Exploration of CH⋯F & CF⋯H mediated supramolecular arrangements into fluorinated terphenyls and theoretical prediction of their third-order nonlinear optical response.

Abstract

In the present study, three novel fluorinated terphenyl compounds i.e., 2′,4,4′′,5′-tetrafluoro-1,1':4′,1′′-terphenyl (1), 2′,5′-difluoro-1,1':4′,1′′-terphenyl (2) and 2′,5′-difluro-4,4′′-diphenoxy-1,1:4′,1′′-terphenyl (3) have been synthesized by Suzuki Miyaura method. Single crystal XRD study reveals ð-ð stacking stabilization in molecular packing along with F⋯H and F⋯C interactions. This computational quantum chemical exploration was also done by using density functional theory (DFT) methods. The comparison of experimental (SC-XRD) and theoretical (DFT) investigations on structural parameters have been reported which shows reasonable agreements.
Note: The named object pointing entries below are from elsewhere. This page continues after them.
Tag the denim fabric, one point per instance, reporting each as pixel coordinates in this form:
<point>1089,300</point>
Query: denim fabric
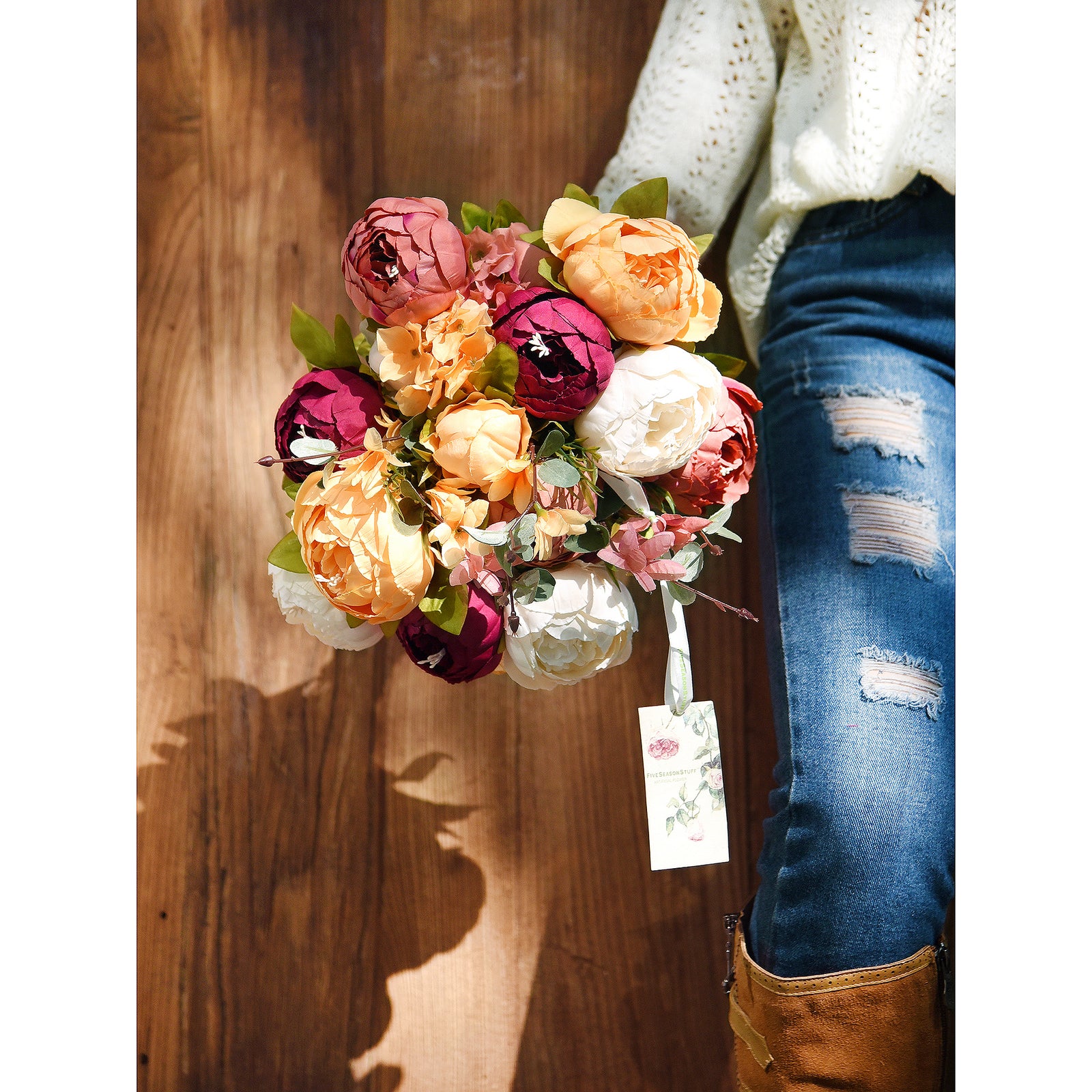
<point>857,863</point>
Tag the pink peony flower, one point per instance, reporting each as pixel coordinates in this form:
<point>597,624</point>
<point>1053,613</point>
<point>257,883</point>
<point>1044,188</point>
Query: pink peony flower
<point>404,261</point>
<point>336,404</point>
<point>500,263</point>
<point>663,747</point>
<point>644,557</point>
<point>720,471</point>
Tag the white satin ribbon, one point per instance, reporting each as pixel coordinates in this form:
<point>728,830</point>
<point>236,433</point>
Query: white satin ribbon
<point>678,680</point>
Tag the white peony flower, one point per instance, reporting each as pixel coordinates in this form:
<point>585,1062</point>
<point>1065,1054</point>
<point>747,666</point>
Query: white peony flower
<point>655,413</point>
<point>303,604</point>
<point>586,626</point>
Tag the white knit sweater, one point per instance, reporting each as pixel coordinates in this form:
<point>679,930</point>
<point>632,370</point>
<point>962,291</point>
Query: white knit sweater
<point>865,100</point>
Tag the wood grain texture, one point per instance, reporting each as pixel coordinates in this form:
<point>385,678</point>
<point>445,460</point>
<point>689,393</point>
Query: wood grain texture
<point>352,875</point>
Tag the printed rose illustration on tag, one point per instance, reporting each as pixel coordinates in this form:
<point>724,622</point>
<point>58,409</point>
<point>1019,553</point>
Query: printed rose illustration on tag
<point>684,809</point>
<point>663,747</point>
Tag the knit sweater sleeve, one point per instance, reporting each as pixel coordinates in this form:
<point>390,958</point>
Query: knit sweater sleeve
<point>702,106</point>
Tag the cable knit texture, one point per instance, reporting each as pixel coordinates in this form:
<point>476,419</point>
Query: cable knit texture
<point>829,100</point>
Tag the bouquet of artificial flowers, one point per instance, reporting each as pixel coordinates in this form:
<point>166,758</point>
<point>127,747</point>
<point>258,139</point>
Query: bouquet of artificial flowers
<point>520,426</point>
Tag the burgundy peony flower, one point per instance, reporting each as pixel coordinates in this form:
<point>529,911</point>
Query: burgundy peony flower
<point>404,261</point>
<point>474,653</point>
<point>564,349</point>
<point>338,404</point>
<point>720,471</point>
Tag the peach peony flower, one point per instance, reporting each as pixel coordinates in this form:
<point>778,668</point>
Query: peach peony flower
<point>451,504</point>
<point>500,263</point>
<point>423,365</point>
<point>640,276</point>
<point>362,560</point>
<point>484,442</point>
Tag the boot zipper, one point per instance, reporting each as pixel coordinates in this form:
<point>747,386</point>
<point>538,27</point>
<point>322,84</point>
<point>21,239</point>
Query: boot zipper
<point>731,924</point>
<point>946,977</point>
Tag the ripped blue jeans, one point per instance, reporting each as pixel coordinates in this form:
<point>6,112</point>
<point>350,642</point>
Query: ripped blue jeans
<point>857,484</point>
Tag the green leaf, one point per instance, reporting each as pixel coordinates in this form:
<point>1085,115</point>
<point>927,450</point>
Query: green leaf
<point>407,517</point>
<point>680,592</point>
<point>693,558</point>
<point>287,554</point>
<point>497,374</point>
<point>446,606</point>
<point>497,538</point>
<point>474,216</point>
<point>560,473</point>
<point>551,445</point>
<point>524,530</point>
<point>729,366</point>
<point>549,269</point>
<point>702,242</point>
<point>724,533</point>
<point>573,190</point>
<point>345,354</point>
<point>507,214</point>
<point>644,200</point>
<point>313,339</point>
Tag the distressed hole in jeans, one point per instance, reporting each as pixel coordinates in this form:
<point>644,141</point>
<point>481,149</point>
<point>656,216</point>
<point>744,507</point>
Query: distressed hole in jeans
<point>901,680</point>
<point>891,526</point>
<point>890,422</point>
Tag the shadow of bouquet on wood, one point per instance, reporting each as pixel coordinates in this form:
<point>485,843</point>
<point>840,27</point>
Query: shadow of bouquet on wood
<point>313,876</point>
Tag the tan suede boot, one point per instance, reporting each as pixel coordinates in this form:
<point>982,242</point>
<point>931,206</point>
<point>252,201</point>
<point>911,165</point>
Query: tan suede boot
<point>877,1029</point>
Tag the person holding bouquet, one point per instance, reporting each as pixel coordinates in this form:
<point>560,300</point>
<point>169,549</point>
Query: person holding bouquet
<point>841,117</point>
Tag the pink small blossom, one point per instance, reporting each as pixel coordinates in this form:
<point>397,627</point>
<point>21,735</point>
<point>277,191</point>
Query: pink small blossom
<point>646,557</point>
<point>500,263</point>
<point>663,747</point>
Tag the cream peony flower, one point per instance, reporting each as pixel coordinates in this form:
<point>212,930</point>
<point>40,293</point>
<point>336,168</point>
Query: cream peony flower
<point>303,604</point>
<point>586,626</point>
<point>655,411</point>
<point>640,276</point>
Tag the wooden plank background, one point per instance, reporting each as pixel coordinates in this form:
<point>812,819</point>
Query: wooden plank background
<point>353,876</point>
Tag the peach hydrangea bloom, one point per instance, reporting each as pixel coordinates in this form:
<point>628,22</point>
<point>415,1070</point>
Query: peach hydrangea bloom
<point>423,365</point>
<point>640,276</point>
<point>484,442</point>
<point>451,504</point>
<point>362,560</point>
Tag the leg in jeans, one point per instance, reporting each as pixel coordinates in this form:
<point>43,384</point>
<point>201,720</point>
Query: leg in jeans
<point>857,475</point>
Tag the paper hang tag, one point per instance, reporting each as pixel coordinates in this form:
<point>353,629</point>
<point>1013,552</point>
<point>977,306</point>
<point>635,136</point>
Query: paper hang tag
<point>684,786</point>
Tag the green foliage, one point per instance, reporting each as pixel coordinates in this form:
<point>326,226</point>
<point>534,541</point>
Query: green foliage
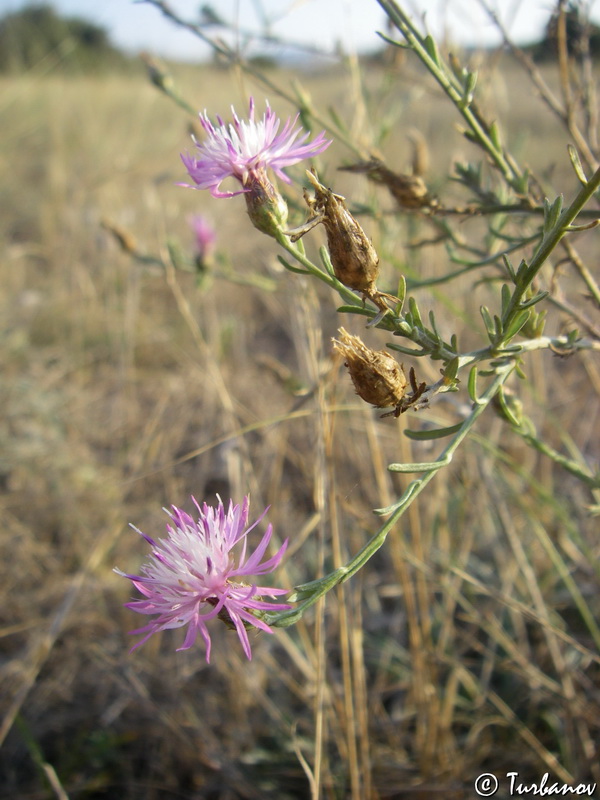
<point>31,37</point>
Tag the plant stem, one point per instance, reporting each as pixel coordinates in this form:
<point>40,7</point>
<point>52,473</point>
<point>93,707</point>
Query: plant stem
<point>309,593</point>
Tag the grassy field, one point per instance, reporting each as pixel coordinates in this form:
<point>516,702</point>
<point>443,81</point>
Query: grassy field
<point>468,643</point>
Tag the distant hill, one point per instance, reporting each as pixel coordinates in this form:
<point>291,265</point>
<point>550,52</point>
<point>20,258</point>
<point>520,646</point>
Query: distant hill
<point>38,37</point>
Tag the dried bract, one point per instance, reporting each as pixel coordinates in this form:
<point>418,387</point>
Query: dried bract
<point>376,375</point>
<point>409,191</point>
<point>353,257</point>
<point>378,378</point>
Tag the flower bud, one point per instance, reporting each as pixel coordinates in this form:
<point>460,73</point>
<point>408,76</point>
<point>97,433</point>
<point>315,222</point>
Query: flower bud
<point>376,375</point>
<point>266,207</point>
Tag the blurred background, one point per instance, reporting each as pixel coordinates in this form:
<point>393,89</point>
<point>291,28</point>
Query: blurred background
<point>137,371</point>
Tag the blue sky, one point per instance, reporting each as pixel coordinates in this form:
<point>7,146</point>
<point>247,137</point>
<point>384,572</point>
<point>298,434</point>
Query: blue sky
<point>138,26</point>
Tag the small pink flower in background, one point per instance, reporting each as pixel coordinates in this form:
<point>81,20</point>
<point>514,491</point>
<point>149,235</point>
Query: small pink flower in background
<point>246,149</point>
<point>194,569</point>
<point>205,236</point>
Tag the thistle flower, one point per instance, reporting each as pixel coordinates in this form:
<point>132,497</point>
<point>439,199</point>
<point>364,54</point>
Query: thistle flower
<point>191,576</point>
<point>205,236</point>
<point>244,150</point>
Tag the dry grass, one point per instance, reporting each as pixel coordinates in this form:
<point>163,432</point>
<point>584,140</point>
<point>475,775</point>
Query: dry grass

Hirshfeld surface analysis explores the strength of intermolecular interactions present in the synthesized compounds. A substantial computational analysis of synthesized compounds is done for their optoelectronic and third-order nonlinear optical properties. The third-order NLO study was performed at M06/6-311G* level of theory. A comparative analysis of third-order polarizability of studied compounds is done with that of para-nitroaniline (p-NA) molecule which is often considered as a prototype NLO molecule. The third-order NLO analysis results suggest that all investigated compounds 1, 2 and 3 have significant potential as efficient third-order NLO molecules as compared to p-NA. The studied compounds 1, 2 and 3 possess about 13.7 times, 5.2 times and 5.17 times larger third-order polarizability amplitudes than that of p-NA (25.45 × 10−36 esu) as calculated at same M06/6-311G* levels of theory. Time-dependent density functional theory (TD-DFT) calculations are performed for electronic excitation energies and their oscillator strengths. The studies of frontier molecular orbitals (FMO) analysis, total and partial density of states (DOS) were performed to investigate the intramolecular charge transfer (ICT) process in the entitled compounds.